Thursday, 5 August 2010

Brain strain

I look up from Powell and Pressburger's A Canterbury Tale on the laptop to see that the white lino floor of the kitchenette is undulating. No, more than that, it's writhing. A quick mental check of the drugs I've taken recently confirms, only 2 beers, so WTF? Oh, I remember, I'd run out of dishwasher detergent so had improvised with the liquid stuff, seemed a good idea at the time but isn't, the dishwasher is pumping out foam by the gallon.

Remember, I screw up so you don't have to.

Tuesday, 27 July 2010

Living la vida loca

I've known Charlie since we were 2. Now he's a corporate litigator in mid-town Manhattan; when Consolidated sues Amalgamated Charlie's in there chopping someone off at the knees. Saving widows and orphans? Don't be silly, they're poor. At lunch we discuss my legal encounter of the previous day, which was a phone call from Carlos' lawyer asking, can I be in court tomorrow to do my bit as a character witness. Well with more than 24 hours notice it would have been a pleasure, but I'm in NY. Carlos doesn't know anyone else respectable (trust me on this, I honestly am respectable, really boringly so) and I wanted to help; he is a, er, shall we say less polished version of my brother and it would be a shame for him to go away.

Thursday, 1 July 2010

Useful

I'm spending a few days with my mother; my brothers and I have been taking turns doing this since our father died earlier this year. Of course, the rota is approximate, since life gets in the way (not as much as death I suppose), but that's fine. We even managed to arrange the funeral without fighting. The point is not to be useful (fixing windows, throwing away unnecessary correspondence, suggesting that maybe that bill should be paid, doing it myself if the reaction is too hostile) as it is just to be there and reassure her that we don't plan to put her in the poorhouse ("Mum I don't think they have poorhouses any more").

Anyway we're not here to be useful we're here to be interesting. Aren't we?

Tuesday, 29 June 2010

Feel the fear

I watched the England-Germany game until it got to 4-1, then stopped. It was embarrassing, like watching an animal that's been run over twitch and die. I know nothing about football and could understand less of what the manager said. That is, he sounded scary and impressive, but while what came out of his mouth was grammatically and syntactically correct, it conveyed no meaning, especially after I thought about it. Is that why the English players looked so terrified?

"Christ what does he want us to do now?" "I've no idea but I'm really really afraid and I'm going to cry, please will that nice referee blow his whistle."

Oh btw I'm taking a break from poker. Recently I've encountered some significantly bad luck (no excuse, the paradox of the gambler's ruin is that even a skilled player is highly likely to encounter a terrible run of luck some time) and this has made me play much worse, tentative yet rigid. Let's see if I can stick to that resolution.

Sunday, 2 May 2010

Psychometrics

Precision Handling is dedicated to public service and the extermination of adverbs. In the first vein here is one in an occasional series of personality tests.

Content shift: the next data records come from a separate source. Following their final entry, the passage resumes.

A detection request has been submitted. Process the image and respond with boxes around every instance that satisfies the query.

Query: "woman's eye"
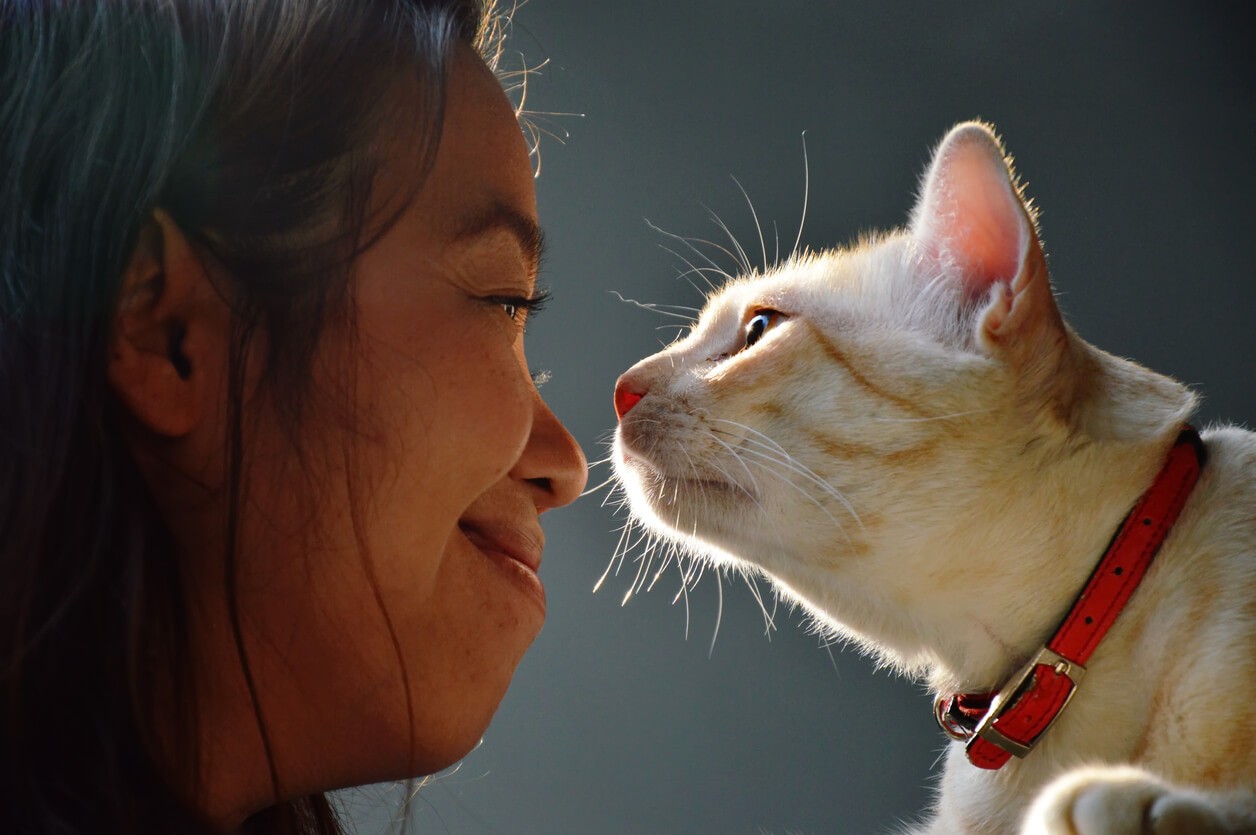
[490,288,551,324]
[744,309,783,348]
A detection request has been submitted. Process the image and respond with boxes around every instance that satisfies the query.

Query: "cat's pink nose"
[614,378,646,420]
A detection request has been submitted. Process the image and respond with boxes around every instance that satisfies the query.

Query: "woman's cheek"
[444,337,534,488]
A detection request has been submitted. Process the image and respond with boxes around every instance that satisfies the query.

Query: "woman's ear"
[108,210,230,437]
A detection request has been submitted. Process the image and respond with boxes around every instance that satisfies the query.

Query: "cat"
[610,121,1256,834]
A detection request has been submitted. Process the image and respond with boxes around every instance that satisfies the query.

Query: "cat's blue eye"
[744,309,783,349]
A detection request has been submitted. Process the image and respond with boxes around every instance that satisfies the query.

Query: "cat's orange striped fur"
[612,122,1256,834]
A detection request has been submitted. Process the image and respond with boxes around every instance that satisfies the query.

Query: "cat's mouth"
[621,450,753,503]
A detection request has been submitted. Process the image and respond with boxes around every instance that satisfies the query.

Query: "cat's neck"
[784,369,1192,695]
[918,428,1185,693]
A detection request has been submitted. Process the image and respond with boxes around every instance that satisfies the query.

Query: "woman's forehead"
[415,45,538,247]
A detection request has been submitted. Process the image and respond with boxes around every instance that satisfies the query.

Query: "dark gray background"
[344,2,1253,833]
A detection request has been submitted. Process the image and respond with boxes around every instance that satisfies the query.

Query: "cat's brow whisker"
[730,174,769,274]
[791,131,810,262]
[608,290,698,321]
[669,230,746,281]
[644,218,736,286]
[656,243,724,294]
[701,203,753,275]
[659,242,736,293]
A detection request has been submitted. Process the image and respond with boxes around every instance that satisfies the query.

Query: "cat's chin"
[616,451,759,542]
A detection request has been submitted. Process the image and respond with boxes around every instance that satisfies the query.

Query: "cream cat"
[611,122,1256,834]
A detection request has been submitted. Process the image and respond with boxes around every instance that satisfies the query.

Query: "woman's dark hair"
[0,1,502,832]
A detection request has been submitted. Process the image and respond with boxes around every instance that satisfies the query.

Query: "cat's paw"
[1021,765,1233,835]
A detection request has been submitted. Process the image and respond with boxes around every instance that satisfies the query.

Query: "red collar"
[934,426,1207,770]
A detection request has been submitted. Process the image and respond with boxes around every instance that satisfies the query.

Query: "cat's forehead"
[701,233,911,322]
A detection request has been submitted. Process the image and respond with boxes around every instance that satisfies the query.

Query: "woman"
[0,1,586,832]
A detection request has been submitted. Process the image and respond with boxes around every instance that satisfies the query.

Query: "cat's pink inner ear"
[911,123,1029,297]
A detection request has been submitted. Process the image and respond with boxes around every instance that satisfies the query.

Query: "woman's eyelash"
[490,287,552,322]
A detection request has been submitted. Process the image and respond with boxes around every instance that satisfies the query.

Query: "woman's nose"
[613,376,647,419]
[515,392,587,510]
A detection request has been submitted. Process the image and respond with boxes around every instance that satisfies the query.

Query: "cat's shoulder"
[1198,424,1256,499]
[1173,425,1256,577]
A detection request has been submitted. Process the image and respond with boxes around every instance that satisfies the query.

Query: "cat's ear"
[910,121,1062,355]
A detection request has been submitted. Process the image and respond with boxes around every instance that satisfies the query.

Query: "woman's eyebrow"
[452,202,546,271]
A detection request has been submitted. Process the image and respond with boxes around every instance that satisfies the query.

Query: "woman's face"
[175,45,587,816]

You are a science nerd if when you overhear people discussing chemistry it disappoints you that the subject turns out to be sexual attraction and not the stuff involving, you know, actual chemicals that smell and explode.

Monday, 19 April 2010

Ash and cash

Mme and Mlle Inkspot, plus girl cousin, went to New York to have some fun and are stuck there by the Icelandic earthfart. Of all the thousands (millions?) of people in this situation they are some of the luckiest; they have grandparents to stay with and a beautiful (especially in the spring) city for entertainment. God knows how long they'll be there, so I had an idea: enroll them in school. Precisely, put them in Hoboken High School (the grandparents are in Hoboken, across the Hudson from midtown Manhattan; when planes crash into the World Trade Center or land on the river my father-in-law doesn't have to move from his desk to photograph it). I read that HHS is New Jersey's second most improved public school of 2009, so they should acquire valuable life skills such as buying drugs, smuggling boyfriends' weapons past the metal detectors and catching STDs. Completely brilliant though I say it myself. The girls put their feet down at this prospect of re-enacting West Side Story so they're going to a completely reasonable school elsewhere in town, starting today.

And what are the mice doing meanwhile? Playing poker it must be admitted. Last night was a catastrophe, wiping out most of the previous week's gains. Swings and roundabouts, roundabouts and swings.

Saturday, 27 March 2010

Second set

It's 11-30 and Mlle inkspot (15, and conscious of it) isn't answering her phone. She'd said that a bunch of them were going to Ollie's house so eventually I phone there. No says Ollie's dad, I thought they were at your place.

Eventually she does phone in.

"Where are you, I've been worried?"

"Don't worry dad, we're at Ollie's house."

Oh my god she is totally busted. At least she sounds sober, so above all I'm thrilled at being ahead in parenting tennis, it's the first time.

"Oh my god you are totally busted. At least you sound sober, but I'm cross, this isn't a game you know."